Jensen Huang, NVIDIA's CEO, put the strategic rationale directly in the partnership announcement: "AI factories are becoming foundational infrastructure for the global economy. Deploying these systems at scale requires deep integration across the full stack." That framing matters. Huang isn't describing a data center deal. He's describing an infrastructure category that NVIDIA intends to architect and, through financial instruments like this warrant structure, to partially own.

The Sweetwater 1 energization on May 1 was the immediate operational prerequisite for the partnership's credibility. With the 1.4GW substation live, the first phase of DSX-aligned deployment can begin. The five-year warrant term gives NVIDIA flexibility to exercise as IREN executes on capacity additions. Sweetwater 2, expected to energize in 2028, adds the next major tranche of Texas capacity. IREN's European and APAC locations extend geographic reach for customers who need compute infrastructure outside the United States.

The combined scale of what both companies have committed to is worth stating plainly: $2.1 billion in potential NVIDIA investment, up to 5 gigawatts of capacity across three continents, over a five-year buildout timeline. By any prior standard for data center infrastructure deals, those numbers would have been extraordinary. By the standards of the AI infrastructure buildout currently underway, they're a large but not unprecedented expression of where the market is heading.

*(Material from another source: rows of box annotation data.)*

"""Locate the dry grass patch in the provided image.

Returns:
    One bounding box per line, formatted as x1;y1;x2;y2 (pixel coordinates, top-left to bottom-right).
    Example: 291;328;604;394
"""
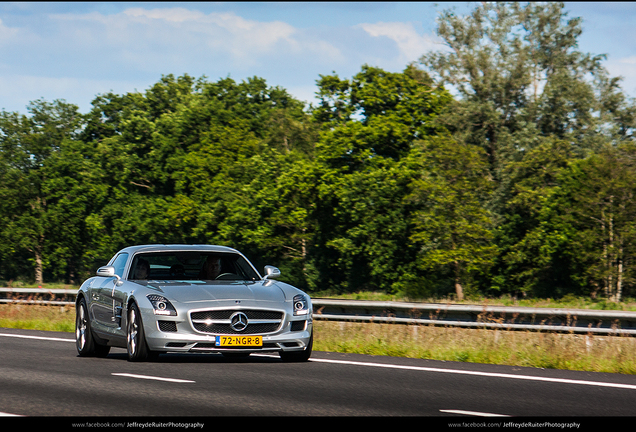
314;321;636;374
0;304;75;332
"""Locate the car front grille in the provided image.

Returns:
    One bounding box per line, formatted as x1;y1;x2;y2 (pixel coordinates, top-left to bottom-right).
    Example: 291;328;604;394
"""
190;309;284;335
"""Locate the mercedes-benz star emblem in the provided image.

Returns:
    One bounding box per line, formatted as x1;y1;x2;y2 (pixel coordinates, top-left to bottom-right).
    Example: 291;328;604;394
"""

What the NVIDIA-IREN deal signals most clearly is that AI infrastructure is entering a consolidation phase. The operators who succeed at gigawatt scale will be those who combine secured power and land, architectural alignment with the dominant hardware supplier, in-house software capability, and direct customer relationships with the AI companies that define the compute workloads. IREN, with the Mirantis acquisition and the NVIDIA warrant deal executed within 48 hours of each other, has made a clear argument that it intends to be one of those operators. Whether the Sweetwater campus delivers on that argument is the operational question the next several years will answer.